I definitely like the direction the 2nd image is going in, but I'd lose the keys all together. Some people could compare it to drinking and driving and most commercial buyers are going to err on the side of caution. 

You could have some slices of the fruit next to the glass, maybe a cocktail napkin, add some currency to go with the coins. Or the best option would be a bottle off in the background purely out of focus. 

99% of the time, it's not great to use real ice cubes as they photograph horribly. You can buy the plastic fake ice cubes and they just show up better. 

You're a tad centered in the image without a clear direction that some buyers need to consider where to place their text for the ad.  Take some basic text and make a mockup to see how it would work if you were the client. This helps you layout the image in a direction. 

For me, it fades to black a little too quickly behind the glass, a smidge more light would make a dramatic difference and provide a little more depth to it.


----------



## kdthomas (Feb 13, 2015)

Cool ... next time around I'm gonna use a scrim to soften the light a bit, and lose all but a couple of coins if any ... maybe put in a bar napkin. Gonna get fake ice cubes as well.



tirediron said:


> I would actually shoot this two ways:  (1) with the keys & coins in sharp focus and the drink soft, and vice-versa.  I think other than playing with the lighting a little to see what you can get, you might consider adding some background; maybe a row of barely visible, very OOF liquor bottle shapes or something, just for a little more visual interest.

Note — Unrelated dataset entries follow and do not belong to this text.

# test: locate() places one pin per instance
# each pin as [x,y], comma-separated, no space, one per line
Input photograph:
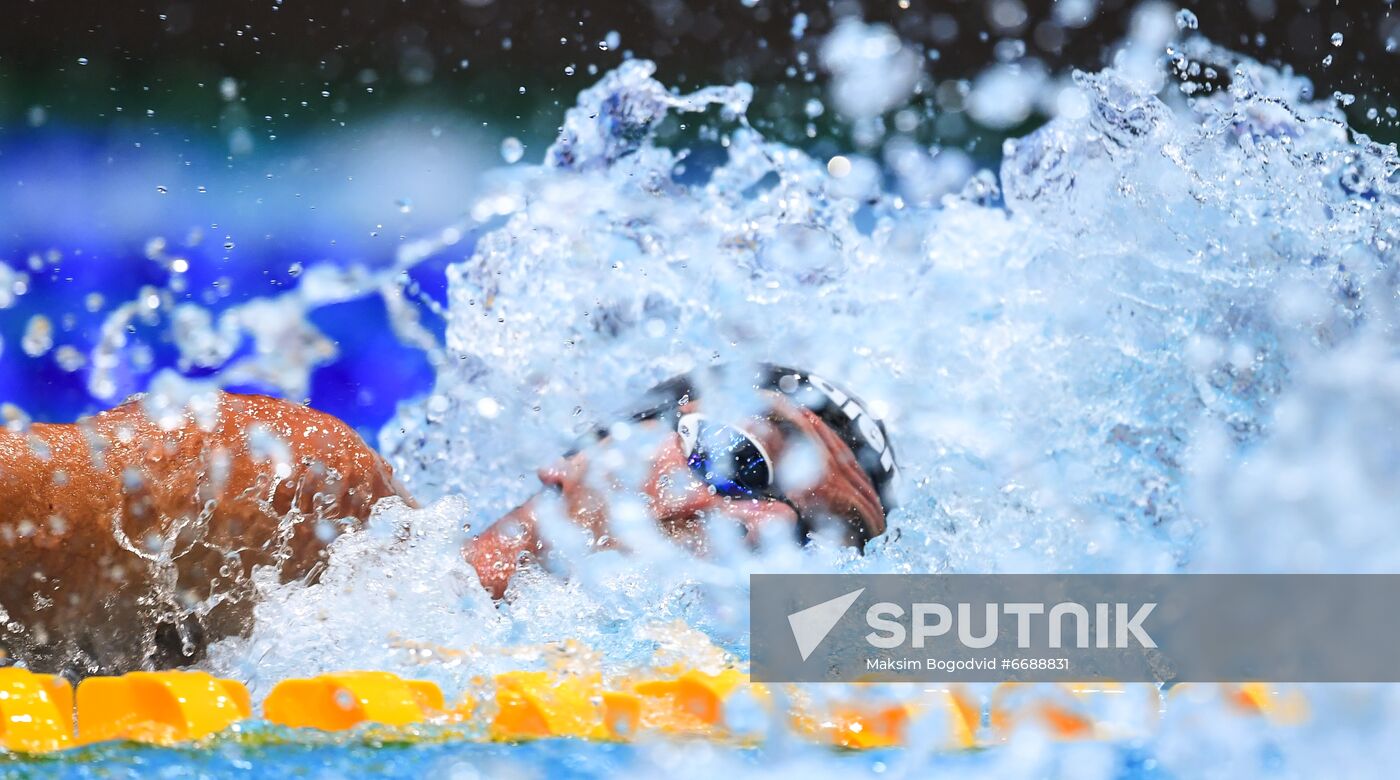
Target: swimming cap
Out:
[840,409]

Tirediron are you saying blend the two focused images with a layer to get the whole smash in focus. Or just two different ways to see how it comes out? Not sure I can do the liquor bottles with logos & all, but I will definitely try that. I'll also see if I can do the snoot thing today.


----------



## tirediron (Feb 13, 2015)

kdthomas said:


> Cool ... next time around I'm gonna use a scrim to soften the light a bit, and lose all but a couple of coins if any ... maybe put in a bar napkin. Gonna get fake ice cubes as well.
> 
> 
> 
> ...


 I'm saying two different images of the same scene.  In one image the focus is on the drink, in the other on the keys & money.  I see this as an anti-drink/drive image.  As for the liquor bottles, no labels or anything, just the shape in the background.


----------



## CygnusStudios (Feb 13, 2015)

Be mindful of the shape of the bottle also. Some companies use very distinct shapes and they are easily identifiable as that "brand".  Spec shooting for stock is simple and generic, so you really have to be mindful of all the silly things out there.


----------



## kdthomas (Feb 13, 2015)

I wanted to get some fake ice cubes, but couldn't find any. I will probably try the liquor-bottle thing next.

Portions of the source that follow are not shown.